4 Philadelphia 76ers appear on The Ringer’s Top 125 NBA players list

The Philadelphia 76ers have been playing some excellent basketball as of late as they have surged to the No. 3 seed in the Eastern Conference. They are now just a game back of the Boston Celtics for the No. 2 seed and it’s due to the immense amount of talent on their roster.

The Sixers are led by arguably the best big man in the game in Joel Embiid as well as a future Hall of Fame guard in James Harden. The two of them are the best pick-and-roll duo in the league and they have figured out a way to be in sync out on the floor.

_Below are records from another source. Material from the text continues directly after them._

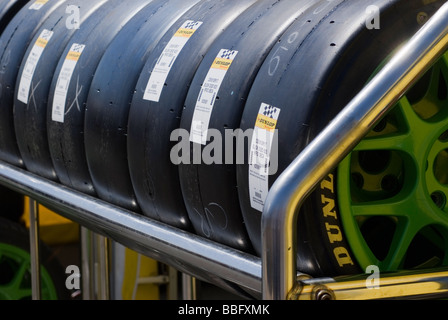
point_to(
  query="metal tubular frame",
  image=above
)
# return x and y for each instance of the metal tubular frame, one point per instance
(334, 144)
(274, 276)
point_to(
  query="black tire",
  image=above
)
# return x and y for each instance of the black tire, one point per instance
(12, 204)
(14, 41)
(65, 115)
(110, 97)
(14, 255)
(153, 119)
(33, 86)
(8, 10)
(349, 53)
(210, 190)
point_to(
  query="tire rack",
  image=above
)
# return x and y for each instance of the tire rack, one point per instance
(274, 275)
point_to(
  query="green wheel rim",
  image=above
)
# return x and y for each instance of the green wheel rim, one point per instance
(15, 276)
(393, 187)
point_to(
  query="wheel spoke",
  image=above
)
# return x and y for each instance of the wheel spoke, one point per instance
(17, 281)
(411, 118)
(389, 208)
(401, 242)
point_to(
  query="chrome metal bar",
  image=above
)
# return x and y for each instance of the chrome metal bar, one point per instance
(86, 264)
(325, 152)
(34, 250)
(182, 250)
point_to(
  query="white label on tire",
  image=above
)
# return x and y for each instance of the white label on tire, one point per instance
(207, 95)
(31, 64)
(260, 154)
(37, 4)
(65, 76)
(166, 60)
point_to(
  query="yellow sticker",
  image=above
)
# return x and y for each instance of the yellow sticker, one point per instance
(266, 123)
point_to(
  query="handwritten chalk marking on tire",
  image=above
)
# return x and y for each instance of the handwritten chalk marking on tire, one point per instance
(38, 4)
(30, 65)
(65, 76)
(207, 95)
(260, 154)
(167, 58)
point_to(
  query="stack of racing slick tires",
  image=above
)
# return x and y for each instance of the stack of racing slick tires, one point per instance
(187, 111)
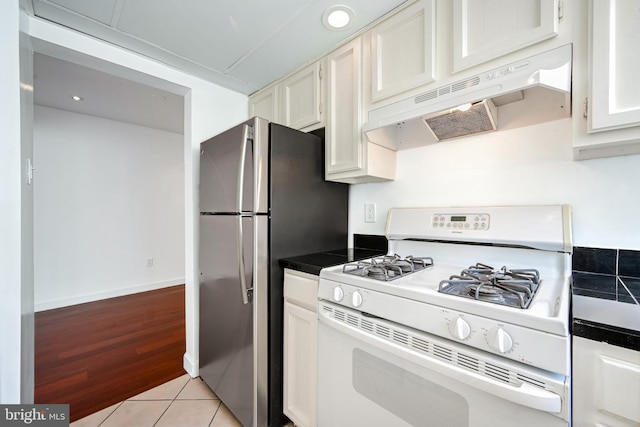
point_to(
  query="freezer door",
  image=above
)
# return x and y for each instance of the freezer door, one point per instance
(227, 171)
(226, 322)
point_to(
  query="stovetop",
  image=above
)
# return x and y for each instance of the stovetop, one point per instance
(504, 286)
(388, 267)
(547, 310)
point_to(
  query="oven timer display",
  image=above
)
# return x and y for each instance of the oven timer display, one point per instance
(457, 222)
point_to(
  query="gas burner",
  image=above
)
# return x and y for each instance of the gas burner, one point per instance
(388, 267)
(513, 288)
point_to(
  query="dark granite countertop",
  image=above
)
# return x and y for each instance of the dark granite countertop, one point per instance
(313, 263)
(366, 246)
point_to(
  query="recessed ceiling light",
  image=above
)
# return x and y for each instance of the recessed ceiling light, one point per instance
(337, 17)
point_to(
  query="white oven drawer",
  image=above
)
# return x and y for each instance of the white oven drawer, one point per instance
(370, 375)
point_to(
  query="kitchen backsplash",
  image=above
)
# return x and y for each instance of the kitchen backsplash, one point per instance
(612, 274)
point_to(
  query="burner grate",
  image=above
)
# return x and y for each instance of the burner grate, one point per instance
(513, 288)
(388, 267)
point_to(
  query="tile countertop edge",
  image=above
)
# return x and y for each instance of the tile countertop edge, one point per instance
(607, 321)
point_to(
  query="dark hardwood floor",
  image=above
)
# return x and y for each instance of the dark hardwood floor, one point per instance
(96, 354)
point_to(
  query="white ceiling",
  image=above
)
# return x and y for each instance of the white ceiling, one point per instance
(239, 44)
(104, 95)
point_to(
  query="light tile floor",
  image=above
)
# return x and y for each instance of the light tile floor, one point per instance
(183, 402)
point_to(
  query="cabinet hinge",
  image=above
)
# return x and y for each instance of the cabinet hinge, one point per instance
(560, 9)
(585, 108)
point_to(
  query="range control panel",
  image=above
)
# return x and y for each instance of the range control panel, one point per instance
(460, 221)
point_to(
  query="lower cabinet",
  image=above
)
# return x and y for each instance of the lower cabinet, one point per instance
(606, 385)
(300, 348)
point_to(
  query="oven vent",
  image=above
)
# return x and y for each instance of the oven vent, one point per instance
(531, 381)
(401, 337)
(442, 352)
(497, 372)
(468, 362)
(366, 325)
(413, 340)
(352, 320)
(420, 345)
(383, 331)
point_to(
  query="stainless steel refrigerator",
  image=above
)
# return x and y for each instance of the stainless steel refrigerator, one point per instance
(263, 197)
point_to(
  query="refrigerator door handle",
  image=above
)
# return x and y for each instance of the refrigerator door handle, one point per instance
(241, 166)
(240, 235)
(243, 278)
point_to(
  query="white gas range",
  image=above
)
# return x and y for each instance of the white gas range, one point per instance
(482, 293)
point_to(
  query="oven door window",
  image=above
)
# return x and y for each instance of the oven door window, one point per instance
(405, 394)
(371, 382)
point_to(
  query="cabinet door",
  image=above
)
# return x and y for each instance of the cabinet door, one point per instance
(487, 29)
(265, 104)
(301, 364)
(614, 64)
(301, 98)
(343, 137)
(606, 384)
(402, 51)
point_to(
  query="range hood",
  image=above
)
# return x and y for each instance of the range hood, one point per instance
(522, 93)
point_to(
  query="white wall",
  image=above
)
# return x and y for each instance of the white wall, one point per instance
(107, 196)
(209, 109)
(530, 165)
(16, 210)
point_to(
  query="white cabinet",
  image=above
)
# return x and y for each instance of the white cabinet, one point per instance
(606, 385)
(606, 90)
(265, 104)
(300, 356)
(614, 64)
(402, 51)
(350, 157)
(486, 29)
(301, 98)
(296, 101)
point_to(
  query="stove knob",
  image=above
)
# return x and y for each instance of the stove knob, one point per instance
(500, 340)
(356, 299)
(338, 294)
(460, 329)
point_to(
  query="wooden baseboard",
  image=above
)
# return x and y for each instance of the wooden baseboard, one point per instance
(94, 355)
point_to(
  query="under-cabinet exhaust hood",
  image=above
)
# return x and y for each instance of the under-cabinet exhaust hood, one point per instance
(522, 93)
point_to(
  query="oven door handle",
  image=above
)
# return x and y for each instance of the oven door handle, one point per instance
(523, 394)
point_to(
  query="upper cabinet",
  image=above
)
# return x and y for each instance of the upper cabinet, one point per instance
(606, 89)
(265, 104)
(295, 102)
(614, 64)
(350, 157)
(486, 29)
(344, 93)
(301, 98)
(402, 51)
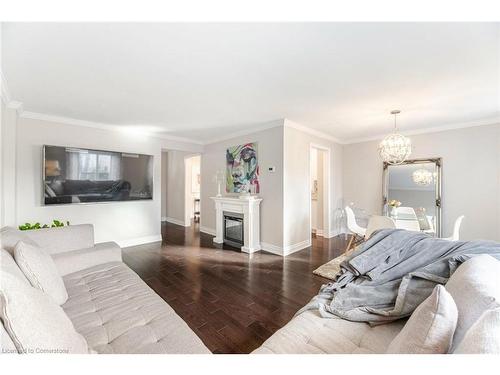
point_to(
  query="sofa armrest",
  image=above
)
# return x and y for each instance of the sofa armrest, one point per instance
(77, 260)
(63, 239)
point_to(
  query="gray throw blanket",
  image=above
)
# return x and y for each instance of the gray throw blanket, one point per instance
(388, 276)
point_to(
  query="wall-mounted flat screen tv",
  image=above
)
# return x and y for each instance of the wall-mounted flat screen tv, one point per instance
(78, 175)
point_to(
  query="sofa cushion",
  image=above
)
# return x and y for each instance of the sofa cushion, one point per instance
(63, 239)
(430, 328)
(118, 313)
(475, 288)
(6, 344)
(10, 236)
(484, 335)
(35, 323)
(9, 266)
(40, 270)
(309, 333)
(77, 260)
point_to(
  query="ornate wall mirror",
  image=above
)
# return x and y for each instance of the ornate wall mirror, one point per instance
(412, 195)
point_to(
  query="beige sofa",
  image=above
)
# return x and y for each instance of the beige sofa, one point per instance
(474, 287)
(108, 304)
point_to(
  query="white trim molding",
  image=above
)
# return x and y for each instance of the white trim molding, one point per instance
(99, 125)
(287, 250)
(433, 129)
(251, 129)
(207, 230)
(311, 131)
(139, 241)
(5, 89)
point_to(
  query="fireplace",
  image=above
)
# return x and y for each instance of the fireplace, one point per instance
(237, 222)
(233, 229)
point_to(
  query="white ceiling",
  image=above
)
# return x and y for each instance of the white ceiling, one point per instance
(204, 80)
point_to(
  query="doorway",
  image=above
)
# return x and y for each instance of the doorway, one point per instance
(319, 181)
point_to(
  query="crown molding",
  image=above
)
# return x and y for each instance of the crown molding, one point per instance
(241, 133)
(97, 125)
(430, 130)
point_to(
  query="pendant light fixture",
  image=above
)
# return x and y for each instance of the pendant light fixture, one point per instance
(395, 148)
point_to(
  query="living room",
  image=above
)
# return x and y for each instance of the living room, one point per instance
(250, 188)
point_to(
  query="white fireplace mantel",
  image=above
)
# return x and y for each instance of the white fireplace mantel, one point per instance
(250, 208)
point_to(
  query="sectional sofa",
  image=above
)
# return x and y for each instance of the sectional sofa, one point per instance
(470, 326)
(104, 307)
(107, 303)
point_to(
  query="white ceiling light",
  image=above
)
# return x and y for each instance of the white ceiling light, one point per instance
(395, 148)
(422, 177)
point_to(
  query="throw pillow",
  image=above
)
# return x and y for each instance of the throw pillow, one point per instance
(430, 328)
(35, 323)
(475, 288)
(41, 271)
(484, 335)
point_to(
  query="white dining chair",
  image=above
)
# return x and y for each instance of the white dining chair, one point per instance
(456, 229)
(407, 219)
(353, 227)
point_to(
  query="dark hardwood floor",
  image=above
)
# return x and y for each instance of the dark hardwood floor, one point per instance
(233, 301)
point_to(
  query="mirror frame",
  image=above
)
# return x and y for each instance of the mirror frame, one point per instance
(385, 187)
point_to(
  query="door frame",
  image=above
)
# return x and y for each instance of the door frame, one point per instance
(326, 189)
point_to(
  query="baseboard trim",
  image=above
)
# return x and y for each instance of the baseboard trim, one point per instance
(207, 230)
(176, 221)
(287, 250)
(318, 232)
(139, 240)
(296, 247)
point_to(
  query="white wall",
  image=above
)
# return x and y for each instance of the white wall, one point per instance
(192, 188)
(297, 198)
(164, 179)
(470, 177)
(175, 187)
(8, 151)
(128, 223)
(270, 153)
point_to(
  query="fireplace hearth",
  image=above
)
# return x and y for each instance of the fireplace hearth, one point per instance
(233, 229)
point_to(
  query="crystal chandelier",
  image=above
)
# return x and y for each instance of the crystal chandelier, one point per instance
(395, 148)
(422, 177)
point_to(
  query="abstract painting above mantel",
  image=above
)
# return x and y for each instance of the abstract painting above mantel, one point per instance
(242, 169)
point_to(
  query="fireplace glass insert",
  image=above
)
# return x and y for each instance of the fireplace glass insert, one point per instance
(233, 229)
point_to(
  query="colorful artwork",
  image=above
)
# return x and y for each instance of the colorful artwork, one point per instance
(242, 169)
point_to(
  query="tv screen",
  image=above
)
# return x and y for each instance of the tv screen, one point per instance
(77, 175)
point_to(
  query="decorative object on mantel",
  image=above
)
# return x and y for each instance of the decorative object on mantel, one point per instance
(234, 214)
(395, 148)
(219, 178)
(242, 175)
(422, 177)
(394, 204)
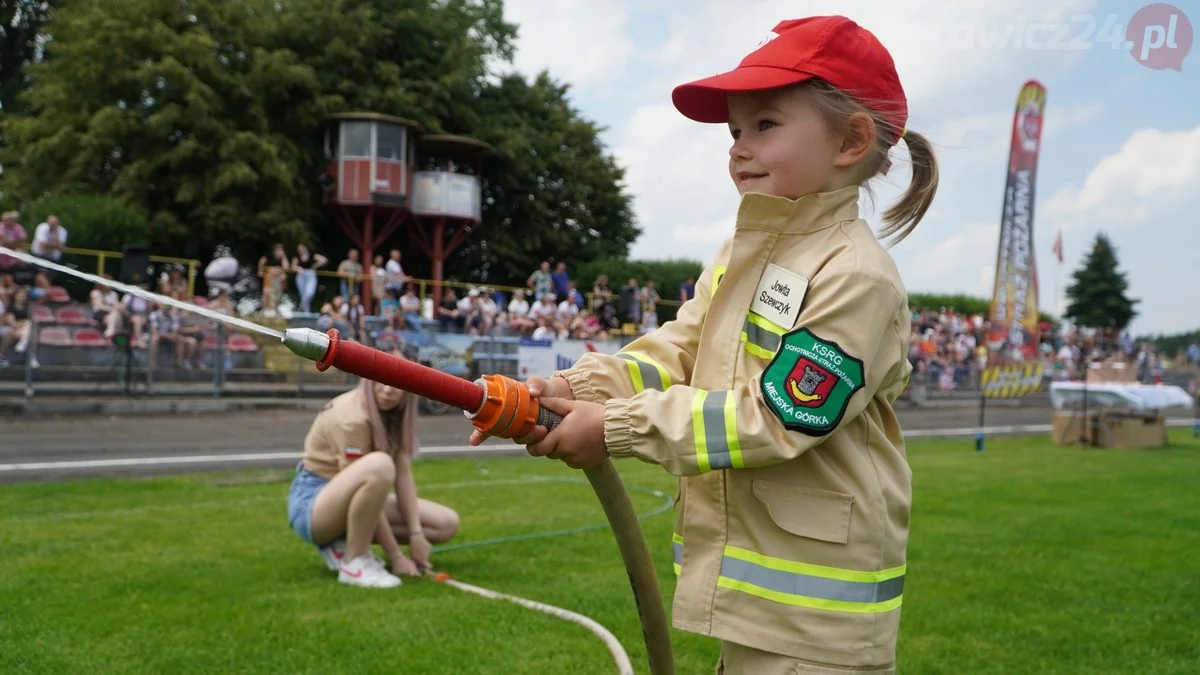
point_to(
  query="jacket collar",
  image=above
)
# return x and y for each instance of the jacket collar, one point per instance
(797, 216)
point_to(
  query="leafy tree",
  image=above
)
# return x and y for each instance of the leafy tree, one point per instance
(552, 192)
(185, 109)
(93, 221)
(1097, 296)
(21, 33)
(208, 115)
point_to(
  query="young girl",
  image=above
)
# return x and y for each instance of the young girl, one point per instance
(360, 447)
(772, 393)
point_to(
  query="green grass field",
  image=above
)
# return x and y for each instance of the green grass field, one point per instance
(1026, 559)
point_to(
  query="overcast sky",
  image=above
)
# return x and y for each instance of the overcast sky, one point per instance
(1121, 148)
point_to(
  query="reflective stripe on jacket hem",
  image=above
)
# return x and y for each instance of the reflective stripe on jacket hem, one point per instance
(799, 584)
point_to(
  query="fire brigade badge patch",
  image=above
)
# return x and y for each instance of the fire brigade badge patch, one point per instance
(809, 382)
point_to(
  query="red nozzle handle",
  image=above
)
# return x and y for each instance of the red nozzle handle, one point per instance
(402, 374)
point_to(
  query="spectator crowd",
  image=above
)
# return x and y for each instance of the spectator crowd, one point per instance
(947, 348)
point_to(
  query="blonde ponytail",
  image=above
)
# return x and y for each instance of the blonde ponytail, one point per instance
(838, 107)
(903, 216)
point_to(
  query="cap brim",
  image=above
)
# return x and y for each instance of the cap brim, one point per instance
(707, 100)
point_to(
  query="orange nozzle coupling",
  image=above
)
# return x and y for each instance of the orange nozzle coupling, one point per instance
(508, 410)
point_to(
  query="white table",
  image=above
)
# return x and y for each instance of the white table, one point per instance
(1119, 395)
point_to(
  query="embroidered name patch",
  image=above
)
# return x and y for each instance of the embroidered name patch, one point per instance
(779, 296)
(809, 382)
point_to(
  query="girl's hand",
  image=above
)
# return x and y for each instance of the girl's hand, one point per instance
(579, 438)
(403, 567)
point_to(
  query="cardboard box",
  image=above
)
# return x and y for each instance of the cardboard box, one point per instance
(1109, 429)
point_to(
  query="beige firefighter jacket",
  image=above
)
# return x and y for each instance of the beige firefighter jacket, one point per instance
(771, 396)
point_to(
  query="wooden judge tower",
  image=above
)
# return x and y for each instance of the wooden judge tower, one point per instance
(382, 172)
(447, 197)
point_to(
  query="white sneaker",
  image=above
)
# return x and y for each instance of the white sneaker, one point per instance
(365, 571)
(333, 554)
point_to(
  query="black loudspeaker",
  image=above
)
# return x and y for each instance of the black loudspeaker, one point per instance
(135, 264)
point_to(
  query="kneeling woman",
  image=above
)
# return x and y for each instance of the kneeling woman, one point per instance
(360, 447)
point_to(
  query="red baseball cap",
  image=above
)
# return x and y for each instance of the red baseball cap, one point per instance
(831, 48)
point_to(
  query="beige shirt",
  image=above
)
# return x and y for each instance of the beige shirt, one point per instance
(342, 432)
(771, 396)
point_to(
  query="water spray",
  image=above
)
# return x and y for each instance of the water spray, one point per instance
(496, 405)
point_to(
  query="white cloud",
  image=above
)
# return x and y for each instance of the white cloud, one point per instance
(677, 168)
(585, 43)
(967, 257)
(1153, 171)
(629, 55)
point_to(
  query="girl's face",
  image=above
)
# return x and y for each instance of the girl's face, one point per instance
(388, 398)
(781, 145)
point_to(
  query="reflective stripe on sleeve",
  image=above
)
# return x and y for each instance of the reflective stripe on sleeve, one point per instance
(718, 275)
(715, 431)
(761, 336)
(646, 372)
(811, 586)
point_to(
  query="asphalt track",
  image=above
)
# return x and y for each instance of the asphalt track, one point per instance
(76, 447)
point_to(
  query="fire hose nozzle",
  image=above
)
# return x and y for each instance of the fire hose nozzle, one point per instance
(306, 342)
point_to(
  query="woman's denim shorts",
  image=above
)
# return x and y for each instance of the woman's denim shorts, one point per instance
(301, 495)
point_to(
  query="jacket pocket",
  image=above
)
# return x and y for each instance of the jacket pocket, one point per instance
(807, 512)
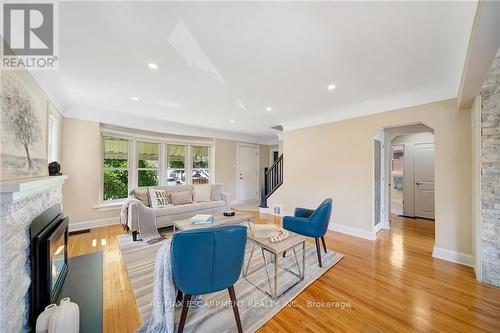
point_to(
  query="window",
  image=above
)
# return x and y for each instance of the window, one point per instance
(53, 138)
(176, 164)
(148, 164)
(116, 168)
(200, 164)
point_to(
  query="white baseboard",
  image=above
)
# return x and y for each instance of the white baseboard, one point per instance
(93, 223)
(353, 231)
(456, 257)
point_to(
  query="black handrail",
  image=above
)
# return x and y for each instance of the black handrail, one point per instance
(273, 178)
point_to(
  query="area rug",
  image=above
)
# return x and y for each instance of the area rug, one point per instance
(216, 315)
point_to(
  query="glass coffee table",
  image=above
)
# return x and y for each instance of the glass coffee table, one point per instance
(276, 251)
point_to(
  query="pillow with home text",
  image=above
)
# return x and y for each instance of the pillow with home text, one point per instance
(158, 198)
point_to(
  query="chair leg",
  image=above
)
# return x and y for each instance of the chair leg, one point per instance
(318, 250)
(179, 296)
(182, 322)
(324, 244)
(234, 304)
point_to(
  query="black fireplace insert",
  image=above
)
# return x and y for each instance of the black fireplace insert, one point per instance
(49, 258)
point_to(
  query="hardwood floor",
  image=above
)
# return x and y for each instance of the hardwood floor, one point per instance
(390, 285)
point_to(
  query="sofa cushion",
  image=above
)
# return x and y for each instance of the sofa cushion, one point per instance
(142, 195)
(158, 198)
(193, 207)
(201, 193)
(215, 192)
(181, 198)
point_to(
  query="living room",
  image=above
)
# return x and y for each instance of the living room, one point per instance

The Ringer has put out their latest NBA player rankings and the Sixers have four players on their list of the top 125 players in the league. The number next to each player’s name represents their ranking on the list:

Tobias Harris - 97

Matt Krohn-USA TODAY Sports

The Ringer on Harris:

When the Sixers are fully operational, Harris works primarily as a spot shooter to help keep the floor spaced for Joel Embiid and James Harden. Yet as the game progresses and lineups shift, Harris can take on more responsibility by creating decent looks of his own off the dribble, or setting up in the post to take advantage of smaller wings. It’s an adaptability that allows Harris to aid his starring teammates without being wholly dependent on them, giving the Sixers all the more options as they manage their rotation (and notable absences due to injury) throughout a long season.

Tyrese Maxey - 65

Eric Hartline-USA TODAY Sports

The Ringer on Maxey’s ranking:

Maxey is emerging into the third star the Sixers needed next to Joel Embiid and James Harden, providing additional shot creation and the upside to drop 30 on any given night. He’s a three-level scorer who can get to the basket for slippery finishes off the glass, pull up to hit contested midrange jumpers, or jack a shot from way behind the arc.

James Harden - 16

Eric Hartline-USA TODAY Sports

The Ringer on Harden’s terrific season:

One of the most prolific creators of his generation has become one of the league’s great unknowns. It’s clear that the version of Harden suiting up for the Sixers isn’t the same, dominant player who drove elite offenses (and led the league in scoring) year in and year out in Houston. What remains to be seen is how much of that former MVP is really left—and how willing Harden will be to adapt to his new reality.
Even an aging Harden is tremendous in the pick-and-roll, if not to the same ridiculous extremes he once was. These days he’s a bit more reliant on the pick to clear him a runway, and even then has needed to dust off his long-dormant midrange game to account for the fact that it’s getting tougher to drive all the way to the rim.

Joel Embiid - 6

David Richard-USA TODAY Sports

The Ringer on Embiid ranking 6th:

Embiid does everything you’d expect a player with a 7-foot, 280-pound frame to do on offense. He can pulverize opponents in the post, backing defenders underneath the rim before finishing loudly. He can cut. He can crash the boards. He can screen and roll. He adds something new to his game every year, and he has turned himself into a perennial MVP candidate. He’s added one post move after another: drop-steps. Fadeaways. Face-up rip-throughs. Hook shots. And he’s managed to apply his interior footwork to the perimeter, with hang dribbles out of drives to the basket, stepbacks from the elbows, and pump fakes to get into his pull-up. Embiid is as fluid as a player can get at his size. He’s like a wing in a big body.